Lo que los ejemplos antes citados tienen en común y desean demostrar es que, en determinadas ciscunstancias, pueden surgir problemas como mero resultado de un intento equivocado de cambiar una dificultad existente y esta clase de formación de problemas puede surgir en cualquier aspecto del funcionamiento humano: individual, dual, familiar, sociopolítico, etc . En el caso de los dos esposos, el observador tiene la impresión de que se trata de dos marineros, inclinado cada uno de ellos a un lado de la barca a fin de mantener el equilibrio de ésta; cuanto más se incline uno de ellos fuera de la borda, tanto más se ha de inclinar el otro para compensar la inestabilidad creada por el primero en sus tentativas para estabilizar la embarcación, mientras que ésta última permanecería bastante estabilizada a no ser por los acrobáticos esfuerzos de sus tripulantes (ver fig. 3). No resulta difícil observar que para hacer cambiar tan absurda situación, uno de ellos debe hacer algo que parece bastante irracional, es decir: inclinarse menos y no más fuera de la borda, ya que ello forzará inmediatamente al otro a hacer lo mismo (a no ser que quiera acabar cayendo al agua) y así ambos acabarán confortablemente instalados en el interior de la embarcación, permaneciendo ésta bien equilibrada. []
Existen innumerables situaciones en las que una desviación de una norma puede retornar a ésta última mediante la aplicación de su contrario. En términos de la teoría cibernética, se trataría de un sencillo fenómeno de feedback negativo mediante el cual un sistema recupera y mantiene su estabilidad interna. []
A riesgo de parecer que nos enredamos en minucias semánticas, deseamos establecer aquí una clara distinción entre nuestro uso de los términos dificultades y problemas. Cuando en lo que sigue hablemos acerca de dificultades, nos referiremos sencillamente a un estado de cosas indeseable que, o bien puede resolverse mediante algún acto de sentido común (por lo general cambio tipo1) y para el cual no se precisan especiales capacidades para resolver problemas, o bien, con mayor frecuencia, nos referiremos a una situación de la vida, indeseable pero por lo general bastante corriente, y con respecto a la cual no existe solución conocida y que hay que saber sencillamente conllevar, al menos durante cierto tiempo. Cuando hablamos de problemas nos referiremos a callejones sin salida, situaciones al parecer insolubles, crisis, etc, creados y mantenidos al enfocar mal las dificultades.

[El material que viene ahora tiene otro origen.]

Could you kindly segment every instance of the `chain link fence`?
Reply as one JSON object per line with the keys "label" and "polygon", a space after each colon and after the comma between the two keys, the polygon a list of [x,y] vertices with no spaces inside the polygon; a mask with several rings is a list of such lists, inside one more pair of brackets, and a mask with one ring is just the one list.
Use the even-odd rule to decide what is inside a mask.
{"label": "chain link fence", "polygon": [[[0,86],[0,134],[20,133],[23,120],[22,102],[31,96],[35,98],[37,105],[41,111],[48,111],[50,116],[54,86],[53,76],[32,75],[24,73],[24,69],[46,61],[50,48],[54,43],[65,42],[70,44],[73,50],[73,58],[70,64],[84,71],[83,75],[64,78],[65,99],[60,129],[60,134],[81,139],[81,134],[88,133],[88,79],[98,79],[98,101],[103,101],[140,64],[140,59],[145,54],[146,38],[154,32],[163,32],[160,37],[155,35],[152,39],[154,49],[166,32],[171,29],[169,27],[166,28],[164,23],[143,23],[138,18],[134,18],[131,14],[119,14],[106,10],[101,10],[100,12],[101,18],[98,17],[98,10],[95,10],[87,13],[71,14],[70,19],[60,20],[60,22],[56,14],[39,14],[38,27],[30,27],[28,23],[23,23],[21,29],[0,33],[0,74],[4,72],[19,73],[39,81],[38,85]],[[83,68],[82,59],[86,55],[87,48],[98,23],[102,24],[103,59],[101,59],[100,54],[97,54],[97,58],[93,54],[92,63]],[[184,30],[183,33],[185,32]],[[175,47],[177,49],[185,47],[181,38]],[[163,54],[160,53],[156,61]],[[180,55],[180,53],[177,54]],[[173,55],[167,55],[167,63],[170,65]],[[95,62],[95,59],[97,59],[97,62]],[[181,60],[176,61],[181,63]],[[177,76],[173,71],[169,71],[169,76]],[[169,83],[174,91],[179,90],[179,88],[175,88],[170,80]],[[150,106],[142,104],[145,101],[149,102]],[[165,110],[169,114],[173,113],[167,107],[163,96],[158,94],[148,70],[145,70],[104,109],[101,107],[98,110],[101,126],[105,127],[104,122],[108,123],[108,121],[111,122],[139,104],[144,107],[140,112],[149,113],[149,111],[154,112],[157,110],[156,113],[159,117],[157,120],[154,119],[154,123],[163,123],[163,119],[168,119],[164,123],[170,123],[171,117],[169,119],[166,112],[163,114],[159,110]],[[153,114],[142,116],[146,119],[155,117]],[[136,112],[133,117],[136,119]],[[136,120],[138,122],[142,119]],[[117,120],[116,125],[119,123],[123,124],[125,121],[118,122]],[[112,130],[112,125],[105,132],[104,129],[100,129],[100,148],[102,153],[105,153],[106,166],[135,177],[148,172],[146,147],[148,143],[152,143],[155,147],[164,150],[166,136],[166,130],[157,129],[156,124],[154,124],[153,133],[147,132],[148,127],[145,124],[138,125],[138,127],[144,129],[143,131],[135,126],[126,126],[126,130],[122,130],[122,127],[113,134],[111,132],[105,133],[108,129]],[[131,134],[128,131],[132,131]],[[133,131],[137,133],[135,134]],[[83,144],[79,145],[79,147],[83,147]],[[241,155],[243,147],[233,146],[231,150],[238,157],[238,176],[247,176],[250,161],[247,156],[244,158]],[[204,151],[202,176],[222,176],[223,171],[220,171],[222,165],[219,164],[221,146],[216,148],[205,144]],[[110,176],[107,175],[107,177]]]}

Existen fundamentalmente tres modos de enfocar mal las dificultades:


1- Intentar una solución negando que un problema lo sea en realidad: es preciso actuar, pero no se emprende tal acción.








2- Se intenta un cambio para eliminar una dificultad que desde el punto de vista práctico es inmodificable o bien inexistente: se emprende una acción cuando no se debería emprender.








3- Se comete un error de tipificación lógica y se establece un juego sin fin cuando se intenta un cambio1 en una situación que tan sólo puede cambiarse a partir del nivel lógico inmediatamente superior (por ejemplo, el problema de los nueve puntos o bien los errores de sentido común ilustrados en los ejemplos de la depresión, el insonmio y los celos) o bien, se intenta un cambio 2 cuando resultaría adecuado un cambio 1: la acción es emprendida a un nivel equivocado.”